Re: pgsql: Avoid duplicate XIDs at recovery when building initial snapshot

From: Michael Paquier <michael(at)paquier(dot)xyz>
To: Alvaro Herrera <alvherre(at)2ndquadrant(dot)com>
Cc: Andres Freund <andres(at)anarazel(dot)de>, pgsql-hackers(at)lists(dot)postgresql(dot)org
Subject: Re: pgsql: Avoid duplicate XIDs at recovery when building initial snapshot
Date: 2018-10-23 01:43:38
Message-ID: 20181023014338.GA1658@paquier.xyz
Views: Raw Message | Whole Thread | Download mbox | Resend email
Thread:
Lists: pgsql-committers pgsql-hackers

On Mon, Oct 22, 2018 at 07:15:38PM -0300, Alvaro Herrera wrote:
> On 2018-Oct-22, Andres Freund wrote:
>> Hm?

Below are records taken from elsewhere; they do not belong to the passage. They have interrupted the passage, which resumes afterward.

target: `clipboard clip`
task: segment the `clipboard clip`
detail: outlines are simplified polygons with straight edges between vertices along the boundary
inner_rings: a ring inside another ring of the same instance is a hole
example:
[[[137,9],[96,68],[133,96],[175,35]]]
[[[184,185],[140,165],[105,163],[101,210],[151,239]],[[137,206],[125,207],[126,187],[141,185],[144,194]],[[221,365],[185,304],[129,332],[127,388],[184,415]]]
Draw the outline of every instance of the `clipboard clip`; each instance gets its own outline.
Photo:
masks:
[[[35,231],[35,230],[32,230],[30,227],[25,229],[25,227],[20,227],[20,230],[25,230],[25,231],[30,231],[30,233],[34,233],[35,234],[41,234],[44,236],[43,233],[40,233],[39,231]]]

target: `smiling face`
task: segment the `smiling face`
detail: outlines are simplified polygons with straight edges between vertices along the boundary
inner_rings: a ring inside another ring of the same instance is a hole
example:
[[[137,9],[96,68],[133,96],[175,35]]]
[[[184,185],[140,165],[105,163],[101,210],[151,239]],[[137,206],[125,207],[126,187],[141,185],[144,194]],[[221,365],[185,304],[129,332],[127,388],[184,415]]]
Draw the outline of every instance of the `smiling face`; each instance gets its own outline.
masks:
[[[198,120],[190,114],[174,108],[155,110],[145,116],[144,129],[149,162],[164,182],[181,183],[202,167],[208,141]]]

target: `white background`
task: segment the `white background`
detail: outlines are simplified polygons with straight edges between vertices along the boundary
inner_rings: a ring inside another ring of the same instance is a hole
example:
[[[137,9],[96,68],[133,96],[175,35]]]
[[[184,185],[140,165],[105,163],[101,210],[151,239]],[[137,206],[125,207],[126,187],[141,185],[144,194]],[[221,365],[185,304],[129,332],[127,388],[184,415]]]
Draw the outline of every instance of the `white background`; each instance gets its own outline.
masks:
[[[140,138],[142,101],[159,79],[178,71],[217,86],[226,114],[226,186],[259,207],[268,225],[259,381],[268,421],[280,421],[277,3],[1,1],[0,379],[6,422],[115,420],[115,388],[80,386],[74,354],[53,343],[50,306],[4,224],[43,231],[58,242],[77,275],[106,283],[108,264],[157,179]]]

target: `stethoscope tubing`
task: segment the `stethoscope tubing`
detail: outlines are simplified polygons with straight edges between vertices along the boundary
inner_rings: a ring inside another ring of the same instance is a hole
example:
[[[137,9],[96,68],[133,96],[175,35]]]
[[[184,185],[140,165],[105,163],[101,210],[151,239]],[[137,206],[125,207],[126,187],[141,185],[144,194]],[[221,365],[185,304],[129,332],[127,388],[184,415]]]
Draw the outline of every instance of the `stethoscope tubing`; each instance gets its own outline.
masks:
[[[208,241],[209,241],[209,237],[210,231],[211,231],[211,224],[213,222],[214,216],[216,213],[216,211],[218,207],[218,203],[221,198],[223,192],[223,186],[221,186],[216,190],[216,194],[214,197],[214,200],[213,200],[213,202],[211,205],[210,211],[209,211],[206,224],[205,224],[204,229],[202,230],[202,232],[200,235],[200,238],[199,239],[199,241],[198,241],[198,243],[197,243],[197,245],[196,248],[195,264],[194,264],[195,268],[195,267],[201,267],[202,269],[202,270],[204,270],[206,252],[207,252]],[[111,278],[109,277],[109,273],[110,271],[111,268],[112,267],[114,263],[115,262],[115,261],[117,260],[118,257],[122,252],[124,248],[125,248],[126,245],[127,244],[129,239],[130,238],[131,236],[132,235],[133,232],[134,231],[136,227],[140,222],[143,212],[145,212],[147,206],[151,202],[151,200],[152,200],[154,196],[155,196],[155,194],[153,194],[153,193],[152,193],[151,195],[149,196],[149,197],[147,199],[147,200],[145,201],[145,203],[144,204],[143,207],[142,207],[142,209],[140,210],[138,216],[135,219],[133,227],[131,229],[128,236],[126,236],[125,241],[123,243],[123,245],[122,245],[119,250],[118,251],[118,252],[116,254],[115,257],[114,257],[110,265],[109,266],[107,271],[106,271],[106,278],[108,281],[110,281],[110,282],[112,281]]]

My point is that this fix just puts a band-aid onto *one* of the
>> places that read a XLOG_RUNNING_XACTS. Which still leaves the contents
>> of WAL record corrupted. There's not even a note at the WAL-record's
>> definition or its logging denoting that the contents are not what you'd
>> expect. I don't mean that the fix would break logical decoding, but
>> that it's possible that an equivalent of the problem affecting hot
>> standby also affects logical decoding. And even leaving those two users
>> aside, it's possible that there will be further vulernable internal
>> users or extensions parsing the WAL.
>
> Ah! I misinterpreted what you were saying. I agree we shouldn't let
> the WAL message have wrong data. Of course we shouldn't just add a
> code comment stating that the data is wrong :-)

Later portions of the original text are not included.